Quest'anno l'agricoltura italiana produrrà di più rispetto al 2003. Ma, probabilmente, nello stesso periodo il rosso della bilancia degli scambi agricoli con l'estero si farà più intenso. Si tratta di due fatti importanti, apparentemente contraddittori ma intimamente legati e a cui si sta cercando di porre rimedio senza successo.
Secondo le ultime rilevazioni dell'Ismea, la produzione agricola nazionale dovrebbe registrare nel 2004 una crescita del 6,5% su base annua. Il buon risultato sarebbe dovuto alla sensibile ripresa produttiva mostrata dalle produzioni vegetali (+11,9%), cui si contrappone la lieve diminuzione delle produzioni animali (-0,5%).
Ma, anche tenendo conto della maggiore disponibilità di prodotto, le esportazioni agricole italiane continuano a diminuire. I segnali che arrivano dalla bilancia commerciale sono però più preoccupanti di prima. A calare non sono anche le importazioni di prodotti agricoli e alimentari. Si tratta di un segnale preoccupante, sintomatico di una crisi generale dell'economia italiana, con forti ripercussioni nelle campagne.
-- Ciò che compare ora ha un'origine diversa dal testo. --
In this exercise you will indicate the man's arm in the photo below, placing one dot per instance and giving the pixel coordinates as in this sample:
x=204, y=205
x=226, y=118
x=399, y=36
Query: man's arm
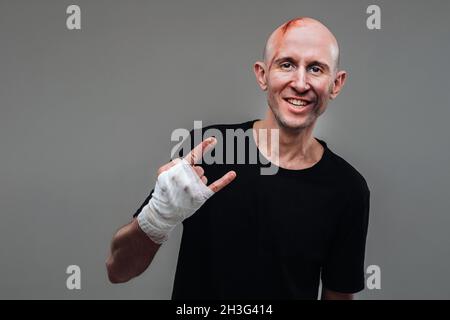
x=134, y=245
x=328, y=294
x=132, y=251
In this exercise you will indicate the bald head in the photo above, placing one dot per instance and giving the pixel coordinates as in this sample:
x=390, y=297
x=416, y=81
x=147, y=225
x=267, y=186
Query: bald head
x=305, y=25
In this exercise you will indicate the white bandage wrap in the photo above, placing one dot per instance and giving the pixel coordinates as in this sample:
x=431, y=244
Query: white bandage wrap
x=178, y=193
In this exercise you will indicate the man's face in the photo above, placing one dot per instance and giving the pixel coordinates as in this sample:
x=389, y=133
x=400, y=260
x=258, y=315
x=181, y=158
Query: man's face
x=299, y=75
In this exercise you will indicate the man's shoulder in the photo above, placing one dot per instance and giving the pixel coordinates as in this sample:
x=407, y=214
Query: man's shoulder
x=347, y=173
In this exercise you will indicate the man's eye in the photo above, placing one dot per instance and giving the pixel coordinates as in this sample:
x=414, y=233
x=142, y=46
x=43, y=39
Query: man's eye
x=315, y=69
x=286, y=65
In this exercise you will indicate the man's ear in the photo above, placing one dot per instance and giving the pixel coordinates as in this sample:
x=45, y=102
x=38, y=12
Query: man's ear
x=338, y=84
x=259, y=68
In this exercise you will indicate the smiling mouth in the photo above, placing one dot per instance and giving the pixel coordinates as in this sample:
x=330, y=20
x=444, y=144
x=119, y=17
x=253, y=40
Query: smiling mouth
x=297, y=103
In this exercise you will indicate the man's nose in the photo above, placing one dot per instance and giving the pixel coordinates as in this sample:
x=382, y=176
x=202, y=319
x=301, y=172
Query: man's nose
x=300, y=81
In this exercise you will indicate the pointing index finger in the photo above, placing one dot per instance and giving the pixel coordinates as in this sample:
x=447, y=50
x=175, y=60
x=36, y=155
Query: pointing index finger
x=197, y=153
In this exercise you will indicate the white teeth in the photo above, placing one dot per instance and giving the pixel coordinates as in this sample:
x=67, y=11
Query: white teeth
x=297, y=102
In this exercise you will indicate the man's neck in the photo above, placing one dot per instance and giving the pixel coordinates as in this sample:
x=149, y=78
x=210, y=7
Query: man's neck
x=297, y=148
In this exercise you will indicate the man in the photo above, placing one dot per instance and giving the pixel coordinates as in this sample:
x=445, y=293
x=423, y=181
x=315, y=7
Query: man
x=263, y=236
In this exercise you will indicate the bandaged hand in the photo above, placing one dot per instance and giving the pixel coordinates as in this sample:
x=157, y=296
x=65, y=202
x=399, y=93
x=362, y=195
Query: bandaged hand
x=180, y=190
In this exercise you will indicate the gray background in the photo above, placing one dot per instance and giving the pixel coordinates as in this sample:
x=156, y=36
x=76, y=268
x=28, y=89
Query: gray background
x=86, y=118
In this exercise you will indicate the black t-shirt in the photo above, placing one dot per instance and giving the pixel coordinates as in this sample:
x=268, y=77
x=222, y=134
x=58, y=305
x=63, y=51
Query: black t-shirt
x=275, y=236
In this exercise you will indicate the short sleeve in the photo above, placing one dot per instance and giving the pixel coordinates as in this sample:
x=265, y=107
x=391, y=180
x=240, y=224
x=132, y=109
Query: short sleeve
x=343, y=270
x=143, y=204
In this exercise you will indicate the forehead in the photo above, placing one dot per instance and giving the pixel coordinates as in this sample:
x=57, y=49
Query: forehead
x=304, y=43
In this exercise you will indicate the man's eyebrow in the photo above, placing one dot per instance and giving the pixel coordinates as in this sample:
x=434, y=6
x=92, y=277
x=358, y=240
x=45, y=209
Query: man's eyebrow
x=292, y=60
x=289, y=59
x=321, y=64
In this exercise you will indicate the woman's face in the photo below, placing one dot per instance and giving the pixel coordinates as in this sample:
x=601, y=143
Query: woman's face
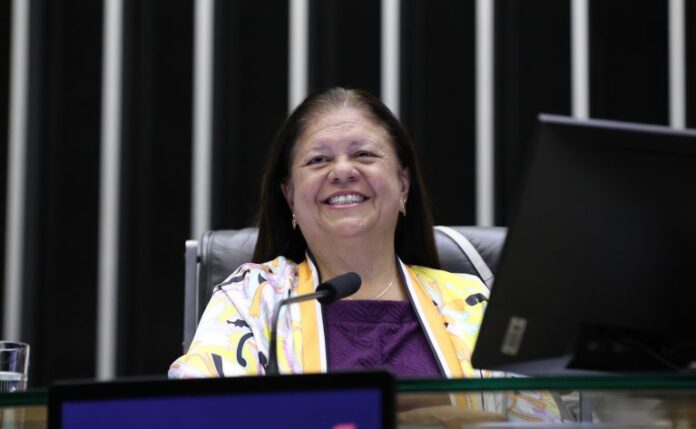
x=345, y=179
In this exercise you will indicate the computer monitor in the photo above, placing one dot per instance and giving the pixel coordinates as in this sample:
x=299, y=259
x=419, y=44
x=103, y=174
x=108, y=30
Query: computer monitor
x=335, y=400
x=598, y=271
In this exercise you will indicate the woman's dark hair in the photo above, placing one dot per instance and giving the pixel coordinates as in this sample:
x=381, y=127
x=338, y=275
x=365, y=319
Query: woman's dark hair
x=414, y=242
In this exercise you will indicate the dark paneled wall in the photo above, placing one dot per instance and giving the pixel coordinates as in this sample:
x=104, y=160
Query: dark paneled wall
x=438, y=100
x=5, y=31
x=62, y=189
x=532, y=76
x=156, y=175
x=251, y=90
x=344, y=47
x=629, y=60
x=690, y=20
x=438, y=107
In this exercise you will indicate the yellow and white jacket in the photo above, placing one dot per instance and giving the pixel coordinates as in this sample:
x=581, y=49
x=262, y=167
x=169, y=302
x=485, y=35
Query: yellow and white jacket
x=233, y=335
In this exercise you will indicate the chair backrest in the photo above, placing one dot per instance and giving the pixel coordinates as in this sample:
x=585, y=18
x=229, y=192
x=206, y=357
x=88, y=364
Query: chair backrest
x=462, y=249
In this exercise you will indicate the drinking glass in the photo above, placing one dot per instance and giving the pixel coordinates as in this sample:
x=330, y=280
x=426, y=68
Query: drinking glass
x=14, y=366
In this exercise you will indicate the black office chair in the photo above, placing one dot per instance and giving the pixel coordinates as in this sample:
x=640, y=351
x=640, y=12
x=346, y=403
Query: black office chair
x=462, y=249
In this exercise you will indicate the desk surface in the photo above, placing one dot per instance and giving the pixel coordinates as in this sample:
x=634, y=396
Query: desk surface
x=598, y=401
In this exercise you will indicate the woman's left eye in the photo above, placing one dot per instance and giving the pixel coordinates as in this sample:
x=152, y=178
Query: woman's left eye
x=364, y=153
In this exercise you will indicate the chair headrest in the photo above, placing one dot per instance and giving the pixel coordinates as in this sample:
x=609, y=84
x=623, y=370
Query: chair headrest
x=222, y=251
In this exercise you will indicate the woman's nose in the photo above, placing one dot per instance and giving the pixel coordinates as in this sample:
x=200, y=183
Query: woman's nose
x=343, y=171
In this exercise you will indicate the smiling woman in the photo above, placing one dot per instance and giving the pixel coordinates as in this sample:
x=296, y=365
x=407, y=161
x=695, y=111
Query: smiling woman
x=341, y=193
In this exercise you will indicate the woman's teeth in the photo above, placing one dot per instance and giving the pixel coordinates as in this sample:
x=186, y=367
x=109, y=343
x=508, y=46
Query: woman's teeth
x=346, y=199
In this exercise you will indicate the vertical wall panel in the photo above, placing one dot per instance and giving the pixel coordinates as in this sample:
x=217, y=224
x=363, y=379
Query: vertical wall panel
x=251, y=87
x=690, y=23
x=438, y=100
x=532, y=76
x=5, y=31
x=345, y=44
x=62, y=190
x=629, y=60
x=157, y=111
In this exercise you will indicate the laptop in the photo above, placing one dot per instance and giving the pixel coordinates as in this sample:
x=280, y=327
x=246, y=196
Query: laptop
x=359, y=400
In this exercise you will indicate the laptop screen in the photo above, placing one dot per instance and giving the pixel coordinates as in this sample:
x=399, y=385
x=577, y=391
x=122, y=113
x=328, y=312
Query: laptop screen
x=338, y=401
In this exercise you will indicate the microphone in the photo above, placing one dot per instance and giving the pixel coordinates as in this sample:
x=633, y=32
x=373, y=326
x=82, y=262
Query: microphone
x=326, y=293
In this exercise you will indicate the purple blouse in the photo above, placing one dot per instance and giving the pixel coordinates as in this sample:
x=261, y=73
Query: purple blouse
x=377, y=335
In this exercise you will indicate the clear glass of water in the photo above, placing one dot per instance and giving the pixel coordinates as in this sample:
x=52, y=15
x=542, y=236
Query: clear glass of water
x=14, y=366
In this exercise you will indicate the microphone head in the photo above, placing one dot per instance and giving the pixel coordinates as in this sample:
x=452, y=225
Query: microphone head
x=339, y=287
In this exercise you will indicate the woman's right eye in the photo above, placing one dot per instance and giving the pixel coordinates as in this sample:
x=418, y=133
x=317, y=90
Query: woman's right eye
x=316, y=160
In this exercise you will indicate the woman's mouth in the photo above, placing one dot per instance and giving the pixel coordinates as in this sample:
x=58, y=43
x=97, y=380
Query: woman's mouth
x=345, y=199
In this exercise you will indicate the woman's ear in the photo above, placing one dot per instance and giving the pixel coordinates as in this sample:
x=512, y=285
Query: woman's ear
x=288, y=193
x=405, y=178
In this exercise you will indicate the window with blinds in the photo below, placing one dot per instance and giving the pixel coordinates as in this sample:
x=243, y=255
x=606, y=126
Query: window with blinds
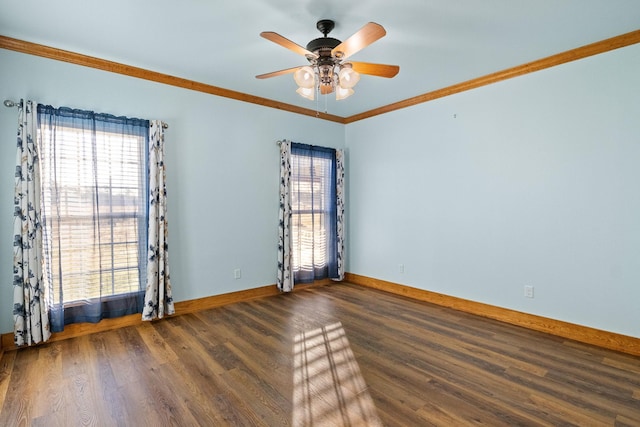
x=313, y=204
x=95, y=211
x=93, y=179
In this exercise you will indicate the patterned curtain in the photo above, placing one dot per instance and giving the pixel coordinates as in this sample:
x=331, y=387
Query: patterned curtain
x=285, y=260
x=158, y=300
x=30, y=315
x=340, y=211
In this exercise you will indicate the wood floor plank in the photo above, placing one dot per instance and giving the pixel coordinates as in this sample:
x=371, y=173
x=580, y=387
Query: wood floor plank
x=336, y=355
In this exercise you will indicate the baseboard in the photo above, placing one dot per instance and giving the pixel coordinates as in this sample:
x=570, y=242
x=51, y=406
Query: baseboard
x=584, y=334
x=182, y=307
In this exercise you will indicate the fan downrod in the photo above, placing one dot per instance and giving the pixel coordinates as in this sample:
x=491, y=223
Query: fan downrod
x=325, y=26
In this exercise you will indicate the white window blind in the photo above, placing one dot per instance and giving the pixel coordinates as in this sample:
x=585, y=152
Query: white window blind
x=94, y=212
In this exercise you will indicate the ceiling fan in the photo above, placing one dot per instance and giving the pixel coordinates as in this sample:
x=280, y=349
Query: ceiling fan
x=328, y=70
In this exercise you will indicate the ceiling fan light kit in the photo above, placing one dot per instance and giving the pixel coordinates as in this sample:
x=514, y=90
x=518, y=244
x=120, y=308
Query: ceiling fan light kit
x=328, y=71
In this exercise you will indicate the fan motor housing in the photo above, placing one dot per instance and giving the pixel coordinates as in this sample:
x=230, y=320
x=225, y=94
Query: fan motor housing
x=322, y=44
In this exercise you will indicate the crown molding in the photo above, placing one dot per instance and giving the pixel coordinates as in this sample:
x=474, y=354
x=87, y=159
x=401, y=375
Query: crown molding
x=596, y=48
x=141, y=73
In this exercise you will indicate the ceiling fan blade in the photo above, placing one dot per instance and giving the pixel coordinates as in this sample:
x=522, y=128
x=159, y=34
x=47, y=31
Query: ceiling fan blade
x=361, y=39
x=285, y=42
x=380, y=70
x=277, y=73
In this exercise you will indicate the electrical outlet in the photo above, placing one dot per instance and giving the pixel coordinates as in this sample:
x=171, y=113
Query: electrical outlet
x=528, y=291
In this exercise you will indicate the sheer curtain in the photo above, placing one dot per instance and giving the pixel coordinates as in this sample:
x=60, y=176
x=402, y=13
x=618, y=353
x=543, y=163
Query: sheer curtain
x=30, y=314
x=94, y=213
x=311, y=240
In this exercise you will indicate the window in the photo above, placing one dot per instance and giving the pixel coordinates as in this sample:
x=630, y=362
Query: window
x=94, y=193
x=314, y=220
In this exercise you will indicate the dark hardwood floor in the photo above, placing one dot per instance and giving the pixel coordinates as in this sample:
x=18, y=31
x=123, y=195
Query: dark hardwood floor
x=331, y=355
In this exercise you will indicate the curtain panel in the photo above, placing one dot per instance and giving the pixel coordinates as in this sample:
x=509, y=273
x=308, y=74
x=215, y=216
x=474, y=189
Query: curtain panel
x=158, y=300
x=285, y=262
x=30, y=313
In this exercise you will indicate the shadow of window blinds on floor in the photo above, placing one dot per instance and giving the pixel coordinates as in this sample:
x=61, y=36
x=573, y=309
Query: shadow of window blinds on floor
x=328, y=388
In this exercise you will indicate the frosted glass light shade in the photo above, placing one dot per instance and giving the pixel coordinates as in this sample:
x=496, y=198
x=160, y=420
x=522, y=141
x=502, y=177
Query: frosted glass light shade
x=306, y=92
x=305, y=77
x=348, y=78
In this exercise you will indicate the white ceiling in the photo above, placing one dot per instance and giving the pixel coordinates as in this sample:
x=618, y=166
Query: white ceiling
x=436, y=43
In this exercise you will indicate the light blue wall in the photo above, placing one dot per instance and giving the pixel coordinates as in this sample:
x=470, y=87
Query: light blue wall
x=531, y=181
x=222, y=177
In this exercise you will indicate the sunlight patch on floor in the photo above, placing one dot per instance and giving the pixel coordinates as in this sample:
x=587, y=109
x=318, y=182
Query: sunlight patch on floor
x=328, y=387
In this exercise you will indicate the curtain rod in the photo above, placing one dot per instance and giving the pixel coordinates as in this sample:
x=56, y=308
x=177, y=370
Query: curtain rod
x=10, y=104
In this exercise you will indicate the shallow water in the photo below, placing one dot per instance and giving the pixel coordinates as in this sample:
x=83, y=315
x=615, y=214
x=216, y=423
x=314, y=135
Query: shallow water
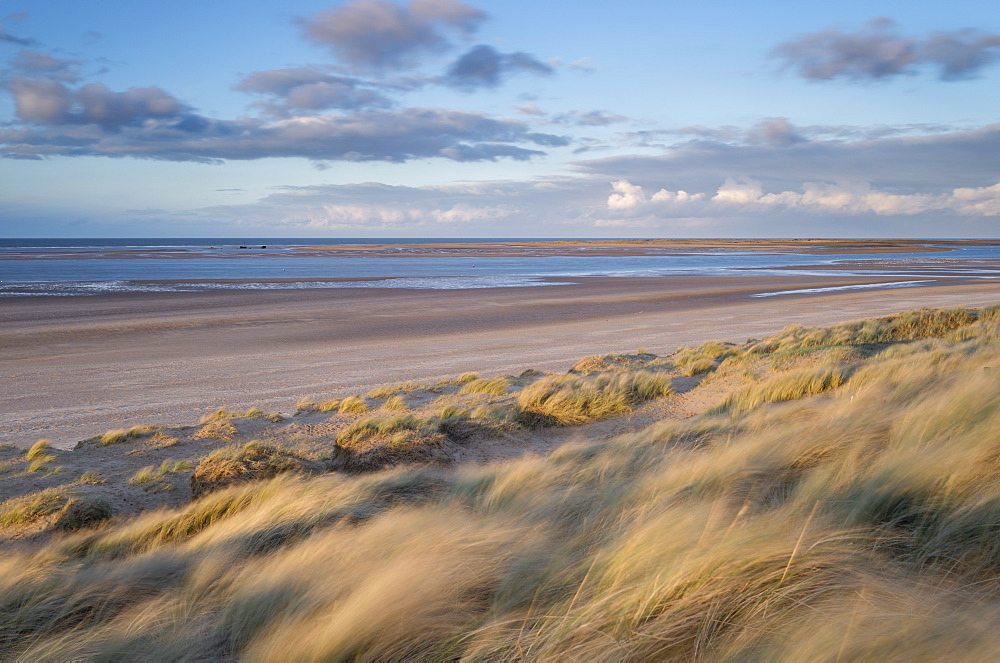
x=49, y=267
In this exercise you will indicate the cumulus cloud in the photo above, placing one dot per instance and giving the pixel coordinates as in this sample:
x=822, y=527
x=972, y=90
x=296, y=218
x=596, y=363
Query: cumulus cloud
x=378, y=34
x=936, y=161
x=43, y=63
x=7, y=38
x=596, y=118
x=306, y=88
x=878, y=52
x=49, y=102
x=375, y=207
x=484, y=67
x=745, y=195
x=413, y=133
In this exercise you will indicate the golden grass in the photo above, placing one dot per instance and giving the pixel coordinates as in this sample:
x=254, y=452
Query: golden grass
x=32, y=507
x=863, y=525
x=91, y=478
x=352, y=405
x=252, y=461
x=253, y=413
x=391, y=390
x=785, y=387
x=490, y=386
x=38, y=449
x=612, y=362
x=152, y=474
x=396, y=402
x=568, y=399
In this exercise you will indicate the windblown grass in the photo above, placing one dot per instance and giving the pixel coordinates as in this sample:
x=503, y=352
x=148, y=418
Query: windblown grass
x=253, y=413
x=152, y=474
x=490, y=386
x=239, y=464
x=862, y=525
x=396, y=402
x=119, y=436
x=612, y=362
x=568, y=399
x=375, y=443
x=785, y=387
x=309, y=405
x=352, y=405
x=392, y=390
x=40, y=448
x=32, y=507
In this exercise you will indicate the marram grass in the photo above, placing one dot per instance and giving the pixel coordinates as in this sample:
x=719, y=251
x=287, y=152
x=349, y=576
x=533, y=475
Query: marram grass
x=841, y=511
Confrontando i dati Istat del commercio di settembre 2004 Italia-Ue con quelli dello stesso mese dell'anno scorso, Confagricoltura, ha evidenziato infatti una diminuzione delle importazioni di prodotti dell'agricoltura e della pesca del 22,7% e un calo delle esportazioni del 13,8%. La situazione migliora, invece, per i prodotti di industria alimentare, bevande e tabacco: in questo caso la diminuzione delle importazioni è del 7,5%, quella delle esportazioni dello 0,2%. E il quadro non è dissimile anche per il commercio extraeuropeo. Insomma, come ha sottolineato Bankitalia, i prodotti italiani continuano a perdere competitività.
Ma qual è la causa? «Nonostante i costi siano compressi all'osso - ha spiegato Confagricoltura - i nostri prodotti non sono competitivi. E, al contempo, la spirale recessiva influisce sui consumi che calano drasticamente, compromettendo anche in parte le importazioni». Colpa anche dell'euro fortissimo nei confronti del dollaro. Ma d'altra parte, secondo una ricerca della Coldiretti, nonostante la forte rivalutazione dell'uuro sul dollaro, nel mercato statunitense nei primi otto mesi dell'anno sono aumentate in quantità del 3,2% le esportazioni di Parmigiano Reggiano e Grana Padano, del 10% quelle di gorgonzola e del 7,6% quelle di pecorino.
Le soluzioni appaiono scontate, anche se per questo non meno efficaci. C'è chi, come Confagricoltura, chiede interventi ad hoc, come quelli sugli oneri previdenziali e sul costo del lavoro. Chi, come Coldiretti, punta invece su quattro leve: il Made in Italy come "marchio dei marchi", l'abbandono delle vecchie logiche di promozione, l'attuazione delle norme sull'etichettatura di origine degli alimenti e la definizione di misure di sostegno alla competitività delle imprese e dei sistemi di impresa agricola, industriale e di distribuzione.